Wie made the cut with two strokes to spare Friday in the Fields Open, following her opening 3-under 69 with a 73 that left her 10 strokes behind leader Jeong Jang with one round left.
"I just need right now positive thoughts and positive rounds just to put into my memory bank and move on forward from that," Wie said. "I feel like I just need to stay present, be positive with myself."
After finishing the round, she told her caddie that she couldn't believe her score because she felt as though she played "a lot better."
"The score did not show how well I played," Wie said.
The 18-year-old Wie scrambled for three birdies and four bogeys, but wasn't as sharp as her opening round Thursday when she broke 70 for the first time since the Evian Ladies Masters in July 2006.
Wie didn't see it that way.
"I definitely feel like I played more solidly than I did yesterday," she said. "Obviously the score was little bit higher, but I felt like my long game is a lot more solid than yesterday."
Wie qualified for the weekend for the first time since last year's Evian, where she closed with rounds of 84 and 76 to tie for 69th.
"I feel like I'm a little rusty from tournament golf. I felt with the two really solid rounds under my belt, I just feel like I'm getting better and better," she said. "It's going to get better."
Maybe because it couldn't get much worse.
She injured both wrists last year but kept playing, and struggling. She made only two cuts in 2007 and finished 19th in a 20-player field at the Samsung World Championship in October, her final event of the year. In eight starts against women, she withdrew twice and only broke par twice in 19 rounds.
"I've been practicing a lot, so I think it's showing," she said. "Everything is coming back together
- the long game, the short game, the putting - It's all just coming back."
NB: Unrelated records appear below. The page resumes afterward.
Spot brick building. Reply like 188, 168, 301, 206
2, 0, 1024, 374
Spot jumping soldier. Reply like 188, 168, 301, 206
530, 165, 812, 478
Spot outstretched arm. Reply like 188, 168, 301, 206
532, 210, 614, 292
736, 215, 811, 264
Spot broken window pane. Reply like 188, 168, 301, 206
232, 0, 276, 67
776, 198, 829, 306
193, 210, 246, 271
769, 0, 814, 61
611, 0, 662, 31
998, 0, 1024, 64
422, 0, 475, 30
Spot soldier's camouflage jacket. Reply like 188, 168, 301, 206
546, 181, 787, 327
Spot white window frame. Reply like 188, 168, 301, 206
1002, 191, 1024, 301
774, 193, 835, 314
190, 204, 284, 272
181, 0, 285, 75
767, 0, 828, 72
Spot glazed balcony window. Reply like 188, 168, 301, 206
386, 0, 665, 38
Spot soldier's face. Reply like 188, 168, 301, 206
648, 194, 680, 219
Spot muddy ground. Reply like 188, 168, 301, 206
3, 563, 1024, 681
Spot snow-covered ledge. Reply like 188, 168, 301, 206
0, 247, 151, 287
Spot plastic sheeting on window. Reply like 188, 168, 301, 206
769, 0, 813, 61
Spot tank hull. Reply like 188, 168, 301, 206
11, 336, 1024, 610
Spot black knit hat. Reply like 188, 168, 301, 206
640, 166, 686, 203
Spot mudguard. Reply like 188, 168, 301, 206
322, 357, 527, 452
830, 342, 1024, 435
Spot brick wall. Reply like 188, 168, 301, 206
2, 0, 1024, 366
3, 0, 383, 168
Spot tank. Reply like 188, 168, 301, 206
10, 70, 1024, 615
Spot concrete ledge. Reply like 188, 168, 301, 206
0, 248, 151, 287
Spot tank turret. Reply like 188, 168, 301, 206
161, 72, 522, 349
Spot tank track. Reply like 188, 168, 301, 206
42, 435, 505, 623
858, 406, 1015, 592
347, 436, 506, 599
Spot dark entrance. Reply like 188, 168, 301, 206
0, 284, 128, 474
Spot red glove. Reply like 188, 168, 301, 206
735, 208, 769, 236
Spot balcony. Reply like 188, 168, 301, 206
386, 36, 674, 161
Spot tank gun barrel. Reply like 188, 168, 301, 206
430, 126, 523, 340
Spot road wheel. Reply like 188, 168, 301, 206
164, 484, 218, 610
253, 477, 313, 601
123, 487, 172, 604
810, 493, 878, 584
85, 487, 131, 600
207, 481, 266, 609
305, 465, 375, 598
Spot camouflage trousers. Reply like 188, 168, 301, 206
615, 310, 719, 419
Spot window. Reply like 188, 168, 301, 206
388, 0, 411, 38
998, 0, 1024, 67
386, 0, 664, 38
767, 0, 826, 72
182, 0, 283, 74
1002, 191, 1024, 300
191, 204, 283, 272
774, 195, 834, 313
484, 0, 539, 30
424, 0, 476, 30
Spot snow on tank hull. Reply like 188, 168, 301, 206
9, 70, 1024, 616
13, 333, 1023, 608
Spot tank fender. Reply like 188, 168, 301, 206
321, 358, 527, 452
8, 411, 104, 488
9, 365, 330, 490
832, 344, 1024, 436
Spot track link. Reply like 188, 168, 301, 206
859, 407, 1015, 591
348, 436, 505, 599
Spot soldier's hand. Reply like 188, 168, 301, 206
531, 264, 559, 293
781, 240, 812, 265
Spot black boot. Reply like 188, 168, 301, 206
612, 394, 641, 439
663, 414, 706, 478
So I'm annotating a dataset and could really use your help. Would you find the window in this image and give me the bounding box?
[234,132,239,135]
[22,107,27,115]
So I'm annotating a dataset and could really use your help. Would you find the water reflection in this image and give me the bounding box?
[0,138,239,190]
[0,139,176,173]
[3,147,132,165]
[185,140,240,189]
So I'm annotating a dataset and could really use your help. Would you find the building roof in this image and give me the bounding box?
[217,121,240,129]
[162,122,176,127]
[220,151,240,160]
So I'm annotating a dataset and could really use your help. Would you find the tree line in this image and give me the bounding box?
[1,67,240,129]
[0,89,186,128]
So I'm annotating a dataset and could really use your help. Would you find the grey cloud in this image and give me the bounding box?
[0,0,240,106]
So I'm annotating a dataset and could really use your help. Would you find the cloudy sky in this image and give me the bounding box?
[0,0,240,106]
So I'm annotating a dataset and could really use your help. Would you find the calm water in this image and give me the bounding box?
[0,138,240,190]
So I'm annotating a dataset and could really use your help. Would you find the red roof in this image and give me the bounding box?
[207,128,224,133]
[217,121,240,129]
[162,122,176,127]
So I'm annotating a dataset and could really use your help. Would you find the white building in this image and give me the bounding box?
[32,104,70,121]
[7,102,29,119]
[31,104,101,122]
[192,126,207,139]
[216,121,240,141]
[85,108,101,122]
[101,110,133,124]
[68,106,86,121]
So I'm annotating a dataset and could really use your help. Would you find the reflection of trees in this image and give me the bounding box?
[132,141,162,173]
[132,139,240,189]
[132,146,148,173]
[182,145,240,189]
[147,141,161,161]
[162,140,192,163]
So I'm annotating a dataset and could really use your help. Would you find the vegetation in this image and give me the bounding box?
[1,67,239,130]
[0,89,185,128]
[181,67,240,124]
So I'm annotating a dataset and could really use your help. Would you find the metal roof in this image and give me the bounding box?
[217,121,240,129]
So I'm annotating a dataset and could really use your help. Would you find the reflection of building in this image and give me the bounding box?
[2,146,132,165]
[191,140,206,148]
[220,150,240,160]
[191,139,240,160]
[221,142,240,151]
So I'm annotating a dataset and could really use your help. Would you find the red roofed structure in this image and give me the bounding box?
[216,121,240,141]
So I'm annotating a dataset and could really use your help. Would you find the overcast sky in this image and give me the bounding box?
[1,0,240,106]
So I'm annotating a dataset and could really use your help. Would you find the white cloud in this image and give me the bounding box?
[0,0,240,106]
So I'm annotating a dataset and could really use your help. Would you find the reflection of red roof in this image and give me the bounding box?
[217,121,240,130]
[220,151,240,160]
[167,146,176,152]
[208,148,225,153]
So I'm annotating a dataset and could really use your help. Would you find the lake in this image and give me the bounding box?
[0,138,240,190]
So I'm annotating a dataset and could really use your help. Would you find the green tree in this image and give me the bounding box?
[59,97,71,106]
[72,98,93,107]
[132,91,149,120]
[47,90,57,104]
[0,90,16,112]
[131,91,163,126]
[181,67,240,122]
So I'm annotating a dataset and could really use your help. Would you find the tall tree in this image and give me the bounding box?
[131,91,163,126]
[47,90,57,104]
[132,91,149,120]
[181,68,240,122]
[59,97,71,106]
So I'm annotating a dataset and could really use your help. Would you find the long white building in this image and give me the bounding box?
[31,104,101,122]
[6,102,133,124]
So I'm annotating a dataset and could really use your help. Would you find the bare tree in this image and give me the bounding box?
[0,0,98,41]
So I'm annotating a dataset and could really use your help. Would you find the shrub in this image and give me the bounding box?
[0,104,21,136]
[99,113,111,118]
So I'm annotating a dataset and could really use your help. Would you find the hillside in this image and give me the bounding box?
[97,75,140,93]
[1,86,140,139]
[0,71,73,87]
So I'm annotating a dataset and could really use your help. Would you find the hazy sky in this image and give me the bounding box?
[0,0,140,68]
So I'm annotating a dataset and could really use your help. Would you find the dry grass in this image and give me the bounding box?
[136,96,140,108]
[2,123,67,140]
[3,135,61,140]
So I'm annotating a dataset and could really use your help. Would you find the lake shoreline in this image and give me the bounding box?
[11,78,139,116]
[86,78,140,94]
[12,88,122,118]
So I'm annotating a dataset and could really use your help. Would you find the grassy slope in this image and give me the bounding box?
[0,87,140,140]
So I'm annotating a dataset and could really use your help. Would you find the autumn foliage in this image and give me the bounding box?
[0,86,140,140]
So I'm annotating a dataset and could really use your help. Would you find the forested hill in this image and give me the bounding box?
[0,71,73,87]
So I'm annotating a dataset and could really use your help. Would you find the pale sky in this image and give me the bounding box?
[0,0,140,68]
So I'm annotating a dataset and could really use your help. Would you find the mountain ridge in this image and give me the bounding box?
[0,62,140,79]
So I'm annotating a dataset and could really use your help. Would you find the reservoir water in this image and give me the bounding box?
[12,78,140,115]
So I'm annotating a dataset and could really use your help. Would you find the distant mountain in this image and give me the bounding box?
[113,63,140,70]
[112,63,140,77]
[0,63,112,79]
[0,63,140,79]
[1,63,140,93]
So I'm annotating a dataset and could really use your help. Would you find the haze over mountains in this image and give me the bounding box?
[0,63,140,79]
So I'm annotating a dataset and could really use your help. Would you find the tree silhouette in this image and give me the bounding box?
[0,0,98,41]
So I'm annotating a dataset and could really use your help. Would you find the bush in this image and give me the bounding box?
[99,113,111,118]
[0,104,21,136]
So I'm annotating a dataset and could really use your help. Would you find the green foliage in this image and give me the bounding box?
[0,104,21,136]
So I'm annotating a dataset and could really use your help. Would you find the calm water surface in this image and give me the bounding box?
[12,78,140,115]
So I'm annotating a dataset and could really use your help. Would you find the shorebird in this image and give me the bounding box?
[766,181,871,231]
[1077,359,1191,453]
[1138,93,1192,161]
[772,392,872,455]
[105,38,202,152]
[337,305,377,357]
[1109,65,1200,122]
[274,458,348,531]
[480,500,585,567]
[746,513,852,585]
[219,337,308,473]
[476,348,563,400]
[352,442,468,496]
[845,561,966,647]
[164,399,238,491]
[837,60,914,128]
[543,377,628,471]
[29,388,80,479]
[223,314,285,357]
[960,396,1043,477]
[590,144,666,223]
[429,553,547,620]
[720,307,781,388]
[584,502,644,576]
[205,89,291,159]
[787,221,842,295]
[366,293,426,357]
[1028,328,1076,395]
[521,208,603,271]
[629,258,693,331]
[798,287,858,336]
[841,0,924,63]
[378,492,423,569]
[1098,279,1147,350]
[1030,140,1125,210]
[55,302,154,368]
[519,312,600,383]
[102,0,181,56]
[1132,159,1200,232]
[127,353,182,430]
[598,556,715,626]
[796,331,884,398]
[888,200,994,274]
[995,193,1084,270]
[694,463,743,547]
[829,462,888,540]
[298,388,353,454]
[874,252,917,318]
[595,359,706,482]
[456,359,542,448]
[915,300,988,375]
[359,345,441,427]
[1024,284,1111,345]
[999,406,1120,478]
She got off to a good start Friday, swirling in a 35-foot birdie putt on No. 2 and making a putt that was just as long for a remarkable par save on the par-5 fifth. After hitting the cart path with her drive, her approach from 70 yards flew over the green, sending a few spectators running for cover. She pitched to the top tier of the leveled green and made the tough, downhill putt that drew a roar from the crowd.
"It was one of those shots where I thought positively and I felt really, really confident with it," she said. "I was telling myself,
'Just putt it,' and it just went it."
Wie holed an 8-footer for birdie on the next hole to reach 4 under but lost a stroke by pulling a 6-foot par putt on the par-3 eighth.
She avoided disaster on the par-5 14th after yanking her tee shot to the left through the row of palm trees and nearly in the street. The ball came to a stop between the grass and the curb.
With no relief and the traffic stopped, Wie looked down at the ominous shot with thoughts of her wrists running through her head. She calmly hit it to the front of the green and nearly escaped with a par but settled for bogey.
Playing in front of a large gallery on her home island of Oahu, Wie is starting the season against the women for the first time in five years. She previously opened at the PGA Tour's Sony Open where she nearly made the cut as a 14-year-old. She wasn't invited to Waialae this year.